Revitalising the Silk Road has the potential to reshape much of the region’s commerce, politics and culture. While extensive analysis concentrates on the political and economic aspects of the initiative, to date there is little knowledge on how higher education (HE) as a policy area, and a cultural infrastructure, has been incorporated into the BRI design. This in turn raises the question of how HE is bringing about a transformation in the wider Belt and Road region. This thesis explores two internally related dynamics.
Taking higher education as a strategically selective policy mechanism for constructing the 21st century Silk Road, this study explores the relationship between higher education policy, its institutional development, and the BRI as a region-building project. It conceptualises the unfolding of the Chinese-led BRI as an emergent regionalising initiative and discusses its implications for realising a nascent regional higher education space. Theoretically, the study draws upon a cultural political economy approach to transnational region building to focus attention on: (i) the ways in which new structuring projects are advanced and meanings negotiated, through (ii) its endogenous and exogenous dynamics. Methodologically, this study draws on multiple methods: the analysis of policies driving the BRI beginning in 2013; semi-structured interviews with key commentators on the BRI; media coverage; and a growing secondary literature tracking the development of the BRI.
Findings reveal the BRI has not only incorporated higher education in its blueprint, but also facilitates higher education regional cooperation and development as part of China’s quest for building Belt and Road Educational Community.

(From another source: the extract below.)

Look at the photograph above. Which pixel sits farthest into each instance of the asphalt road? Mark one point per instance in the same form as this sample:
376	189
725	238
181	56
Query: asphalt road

Specifically, I argue that this initiative can also be understood as a nascent regional higher education space in East Asia/Eurasia that is currently under construction. As the BRI and higher education developments in this transnationalising space are relatively new, experimental, and not institutionally embedded, it is difficult to predict its final form. Nevertheless, the BRI is helping reposition Chinese universities as regional and global actors.